Dans Foundations for a Low-Carbon Energy System in China, un ouvrage récent que j’ai édité avec Daniel Schrag, professeur à Harvard, et dont les chapitres ont été rédigés par un groupe talentueux de jeunes universitaires, nous avons souligné que la capacité de la Chine à atteindre ses objectifs environnementaux – et par extension ses objectifs en matière de sécurité énergétique – dépendait de la réforme de son industrie électrique. Plus précisément, l’Extrême-Orient devra s’attaquer aux rigidités structurelles qui entravent actuellement son système électrique. Il s’agit notamment de structures de gouvernance obsolètes, d’un protocole de répartition inefficace qui entraîne une dépendance excessive à l’égard des installations de production les moins efficaces, et de politiques de tarification qui découragent les investissements dans les énergies renouvelables. En outre, il sera important de se lancer davantage dans la gestion de la demande, les solutions auxiliaires et l’espace de stockage afin que le réseau puisse continuer à fonctionner lorsque les générateurs renouvelables ne sont pas disponibles. La Chine devra également développer régulièrement la capacité de capter et de séquestrer les polluants du carbone provenant des installations au charbon qui ne sont pas retirées. Enfin, la Chine devra gérer les bouleversements humains qui se produisent lorsque les emplois de l’industrie des énergies fossiles disparaissent. Une part disproportionnée de ces tâches incombe à quelques provinces qui ne disposent pas de la marge de manœuvre fiscale nécessaire pour offrir un filet de sécurité à ces travailleurs. Des efforts de soutien entre Pékin et les provinces à forte intensité de combustibles fossiles, comme le Shanxi et la Mongolie intérieure, pour recycler et relocaliser les travailleurs délocalisés seront nécessaires, tout comme de nouveaux investissements pour innover et déployer de nouvelles technologies propres.

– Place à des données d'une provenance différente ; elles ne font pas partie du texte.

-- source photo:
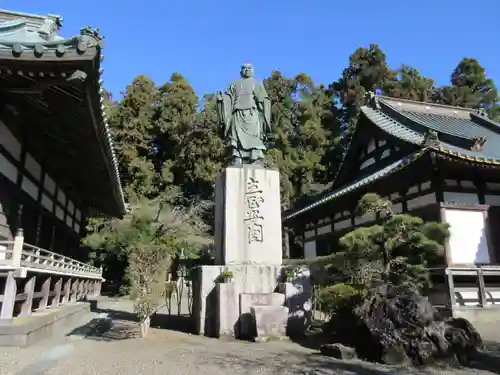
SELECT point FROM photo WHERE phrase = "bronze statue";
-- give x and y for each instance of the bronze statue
(244, 113)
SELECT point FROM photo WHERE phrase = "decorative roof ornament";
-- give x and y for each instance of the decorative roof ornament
(89, 31)
(482, 112)
(371, 100)
(90, 37)
(51, 25)
(430, 139)
(478, 145)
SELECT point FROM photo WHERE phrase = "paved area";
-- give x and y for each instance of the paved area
(115, 351)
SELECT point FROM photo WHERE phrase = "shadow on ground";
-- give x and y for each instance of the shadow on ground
(489, 360)
(115, 324)
(313, 338)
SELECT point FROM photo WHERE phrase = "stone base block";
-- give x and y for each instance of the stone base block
(246, 279)
(270, 321)
(248, 216)
(228, 316)
(27, 330)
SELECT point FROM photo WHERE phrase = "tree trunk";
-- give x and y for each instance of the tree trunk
(144, 325)
(286, 244)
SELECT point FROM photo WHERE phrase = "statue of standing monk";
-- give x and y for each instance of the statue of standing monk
(244, 113)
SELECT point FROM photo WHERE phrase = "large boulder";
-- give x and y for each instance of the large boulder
(396, 325)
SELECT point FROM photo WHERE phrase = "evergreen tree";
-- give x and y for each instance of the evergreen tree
(410, 84)
(132, 127)
(470, 88)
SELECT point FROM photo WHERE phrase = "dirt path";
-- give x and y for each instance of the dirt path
(166, 352)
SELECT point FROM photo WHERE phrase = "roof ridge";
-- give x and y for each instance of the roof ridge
(31, 15)
(426, 104)
(485, 122)
(363, 181)
(420, 124)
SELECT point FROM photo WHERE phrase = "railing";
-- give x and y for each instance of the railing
(33, 279)
(19, 255)
(478, 295)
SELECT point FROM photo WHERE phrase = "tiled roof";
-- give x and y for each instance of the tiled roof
(457, 129)
(27, 37)
(409, 121)
(391, 168)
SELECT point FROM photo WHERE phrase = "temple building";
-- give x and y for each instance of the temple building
(438, 162)
(56, 156)
(57, 168)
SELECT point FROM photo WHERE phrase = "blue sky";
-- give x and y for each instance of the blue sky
(207, 41)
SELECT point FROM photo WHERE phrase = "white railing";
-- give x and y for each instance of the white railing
(20, 255)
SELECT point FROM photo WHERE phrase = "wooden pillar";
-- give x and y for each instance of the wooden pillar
(98, 284)
(93, 288)
(29, 291)
(81, 289)
(45, 294)
(57, 289)
(9, 297)
(481, 289)
(67, 291)
(451, 288)
(74, 291)
(86, 288)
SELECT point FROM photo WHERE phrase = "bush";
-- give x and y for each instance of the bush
(340, 298)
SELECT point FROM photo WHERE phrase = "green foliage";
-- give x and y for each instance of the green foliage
(397, 251)
(149, 236)
(340, 298)
(226, 275)
(169, 150)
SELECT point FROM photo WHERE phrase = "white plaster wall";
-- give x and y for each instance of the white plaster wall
(467, 242)
(460, 198)
(421, 201)
(310, 249)
(234, 212)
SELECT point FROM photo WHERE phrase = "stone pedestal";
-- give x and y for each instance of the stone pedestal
(248, 217)
(249, 245)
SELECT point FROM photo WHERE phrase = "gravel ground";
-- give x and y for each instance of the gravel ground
(165, 352)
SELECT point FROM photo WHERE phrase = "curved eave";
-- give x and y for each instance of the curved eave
(401, 132)
(469, 156)
(109, 143)
(367, 180)
(87, 46)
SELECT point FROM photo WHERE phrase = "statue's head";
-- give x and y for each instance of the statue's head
(246, 71)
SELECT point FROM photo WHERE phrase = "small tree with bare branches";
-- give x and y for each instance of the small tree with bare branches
(149, 235)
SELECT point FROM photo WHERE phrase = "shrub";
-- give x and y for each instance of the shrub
(340, 298)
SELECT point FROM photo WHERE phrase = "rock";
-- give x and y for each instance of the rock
(395, 355)
(338, 351)
(397, 325)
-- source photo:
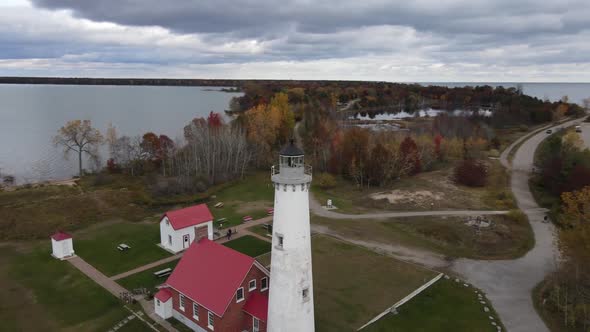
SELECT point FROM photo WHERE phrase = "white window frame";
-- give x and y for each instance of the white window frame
(305, 294)
(210, 320)
(243, 295)
(195, 306)
(262, 289)
(255, 324)
(181, 302)
(280, 241)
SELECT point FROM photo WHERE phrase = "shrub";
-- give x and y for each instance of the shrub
(471, 173)
(326, 181)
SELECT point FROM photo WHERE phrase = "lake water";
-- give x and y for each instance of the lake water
(30, 115)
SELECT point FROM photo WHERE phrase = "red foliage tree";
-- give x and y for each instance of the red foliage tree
(437, 143)
(409, 155)
(214, 120)
(471, 173)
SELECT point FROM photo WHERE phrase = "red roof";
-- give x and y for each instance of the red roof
(210, 274)
(163, 295)
(59, 236)
(190, 216)
(257, 305)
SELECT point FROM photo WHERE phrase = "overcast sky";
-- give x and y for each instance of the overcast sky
(405, 41)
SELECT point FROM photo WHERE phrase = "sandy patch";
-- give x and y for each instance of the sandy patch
(403, 196)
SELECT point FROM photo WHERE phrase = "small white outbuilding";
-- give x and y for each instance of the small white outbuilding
(62, 245)
(179, 228)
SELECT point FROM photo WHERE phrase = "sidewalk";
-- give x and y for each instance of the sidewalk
(116, 289)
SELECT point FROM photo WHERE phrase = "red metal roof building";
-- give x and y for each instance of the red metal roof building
(180, 228)
(215, 288)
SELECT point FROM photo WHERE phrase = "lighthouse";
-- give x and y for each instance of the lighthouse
(290, 306)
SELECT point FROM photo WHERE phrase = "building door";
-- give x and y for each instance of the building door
(255, 324)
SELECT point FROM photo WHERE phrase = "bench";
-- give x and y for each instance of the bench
(163, 272)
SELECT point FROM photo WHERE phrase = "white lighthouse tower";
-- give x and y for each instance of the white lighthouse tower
(290, 306)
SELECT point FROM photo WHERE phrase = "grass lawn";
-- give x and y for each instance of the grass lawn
(510, 236)
(353, 284)
(249, 245)
(251, 196)
(98, 246)
(260, 230)
(40, 291)
(432, 190)
(146, 279)
(445, 306)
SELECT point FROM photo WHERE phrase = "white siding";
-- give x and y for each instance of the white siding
(178, 243)
(62, 249)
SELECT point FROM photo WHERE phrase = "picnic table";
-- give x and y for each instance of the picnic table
(123, 247)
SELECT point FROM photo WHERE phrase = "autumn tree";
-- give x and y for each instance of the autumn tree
(80, 137)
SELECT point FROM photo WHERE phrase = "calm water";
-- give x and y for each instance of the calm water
(553, 91)
(30, 115)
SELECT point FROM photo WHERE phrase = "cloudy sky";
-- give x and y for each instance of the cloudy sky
(407, 40)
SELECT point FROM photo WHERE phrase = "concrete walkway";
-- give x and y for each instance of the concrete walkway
(116, 289)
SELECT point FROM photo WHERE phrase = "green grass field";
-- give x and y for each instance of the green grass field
(52, 294)
(98, 246)
(249, 245)
(251, 196)
(353, 284)
(445, 306)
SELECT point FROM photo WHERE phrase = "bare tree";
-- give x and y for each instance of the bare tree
(80, 137)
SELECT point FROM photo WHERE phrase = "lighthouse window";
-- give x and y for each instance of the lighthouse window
(240, 295)
(305, 294)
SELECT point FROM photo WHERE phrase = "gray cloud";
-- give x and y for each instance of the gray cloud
(410, 38)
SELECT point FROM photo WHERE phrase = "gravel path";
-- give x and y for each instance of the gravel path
(508, 283)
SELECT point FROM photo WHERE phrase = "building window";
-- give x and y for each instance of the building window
(195, 311)
(255, 324)
(210, 320)
(181, 302)
(305, 294)
(280, 241)
(240, 295)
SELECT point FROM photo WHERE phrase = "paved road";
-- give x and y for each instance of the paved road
(586, 133)
(508, 283)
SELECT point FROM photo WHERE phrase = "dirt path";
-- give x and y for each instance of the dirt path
(414, 255)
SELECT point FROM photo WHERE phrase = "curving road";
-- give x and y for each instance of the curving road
(507, 283)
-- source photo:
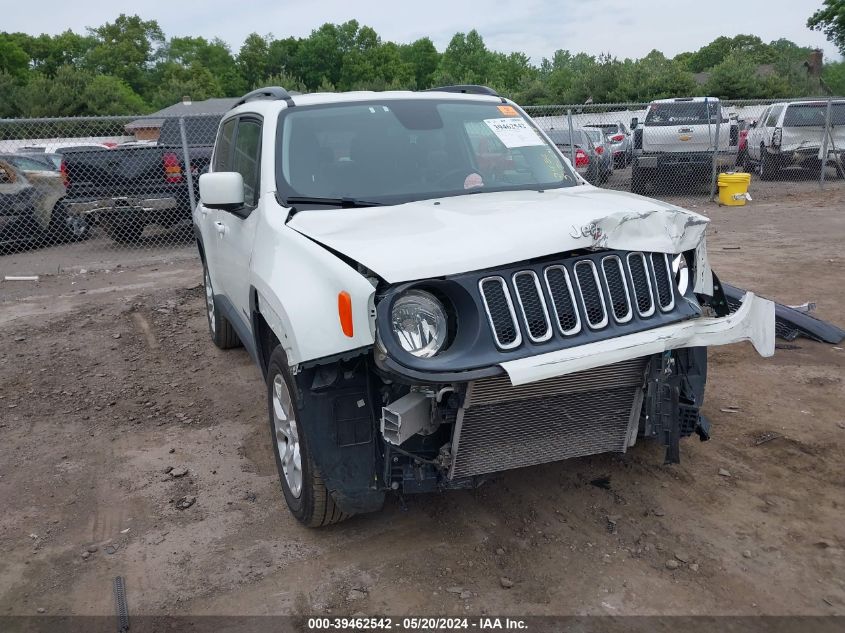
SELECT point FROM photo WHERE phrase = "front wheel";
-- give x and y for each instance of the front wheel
(306, 495)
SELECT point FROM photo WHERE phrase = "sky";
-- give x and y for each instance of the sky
(535, 27)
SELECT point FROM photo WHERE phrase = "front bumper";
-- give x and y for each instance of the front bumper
(111, 206)
(754, 321)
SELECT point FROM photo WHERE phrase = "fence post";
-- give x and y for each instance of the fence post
(824, 142)
(186, 155)
(715, 167)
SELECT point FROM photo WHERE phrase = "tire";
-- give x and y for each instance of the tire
(124, 232)
(67, 228)
(639, 180)
(767, 168)
(306, 495)
(221, 331)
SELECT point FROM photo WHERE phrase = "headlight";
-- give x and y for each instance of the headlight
(681, 272)
(418, 321)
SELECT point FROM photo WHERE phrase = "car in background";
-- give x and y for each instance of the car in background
(604, 152)
(742, 144)
(620, 141)
(18, 226)
(127, 188)
(792, 134)
(681, 141)
(43, 172)
(586, 162)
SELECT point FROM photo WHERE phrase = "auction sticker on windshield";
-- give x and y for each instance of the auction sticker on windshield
(514, 132)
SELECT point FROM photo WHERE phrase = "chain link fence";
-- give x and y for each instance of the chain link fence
(676, 149)
(119, 188)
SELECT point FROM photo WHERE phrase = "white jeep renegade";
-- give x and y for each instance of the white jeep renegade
(433, 295)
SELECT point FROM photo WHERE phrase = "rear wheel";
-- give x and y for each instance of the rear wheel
(222, 333)
(305, 493)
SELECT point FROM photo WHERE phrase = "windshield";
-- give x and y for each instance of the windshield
(682, 113)
(813, 114)
(402, 150)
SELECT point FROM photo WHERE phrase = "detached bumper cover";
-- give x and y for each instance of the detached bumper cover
(754, 321)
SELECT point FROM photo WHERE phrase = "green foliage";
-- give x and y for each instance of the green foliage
(125, 49)
(77, 92)
(128, 66)
(830, 20)
(833, 76)
(735, 77)
(14, 60)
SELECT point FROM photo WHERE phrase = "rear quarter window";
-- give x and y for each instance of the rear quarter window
(813, 114)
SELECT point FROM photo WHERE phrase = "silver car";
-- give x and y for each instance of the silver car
(604, 152)
(619, 139)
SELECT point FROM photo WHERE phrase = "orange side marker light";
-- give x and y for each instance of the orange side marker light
(344, 311)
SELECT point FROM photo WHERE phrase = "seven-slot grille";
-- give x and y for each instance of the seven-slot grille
(613, 287)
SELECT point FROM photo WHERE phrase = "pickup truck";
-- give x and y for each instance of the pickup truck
(680, 139)
(125, 189)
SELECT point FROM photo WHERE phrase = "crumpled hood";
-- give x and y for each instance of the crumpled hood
(446, 236)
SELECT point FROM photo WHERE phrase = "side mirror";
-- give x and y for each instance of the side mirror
(222, 190)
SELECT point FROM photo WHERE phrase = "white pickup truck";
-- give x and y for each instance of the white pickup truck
(433, 295)
(679, 140)
(793, 133)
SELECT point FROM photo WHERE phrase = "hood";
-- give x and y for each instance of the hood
(451, 235)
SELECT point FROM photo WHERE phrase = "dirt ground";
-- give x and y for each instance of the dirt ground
(108, 379)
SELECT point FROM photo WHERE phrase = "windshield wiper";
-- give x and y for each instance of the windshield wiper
(343, 203)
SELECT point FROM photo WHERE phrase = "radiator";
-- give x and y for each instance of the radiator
(502, 427)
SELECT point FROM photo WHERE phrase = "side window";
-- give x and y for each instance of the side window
(223, 147)
(246, 158)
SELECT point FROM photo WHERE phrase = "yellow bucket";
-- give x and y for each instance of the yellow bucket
(733, 188)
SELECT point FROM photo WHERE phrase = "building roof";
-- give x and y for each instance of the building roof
(191, 108)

Ces réformes ne mettront pas seulement la Chine sur la voie de la réalisation de ses objectifs climatiques, elles peuvent aussi réduire sa dépendance à l’égard des importations de combustibles fossiles, ce qui rendra l’Extrême-Orient plus sûr sur le plan énergétique. Plus la Chine parviendra à coupler ses initiatives en matière de climat avec ses initiatives en matière de protection, plus elle pourra récolter rapidement les avantages environnementaux et économiques d’un pays plus propre et plus durable.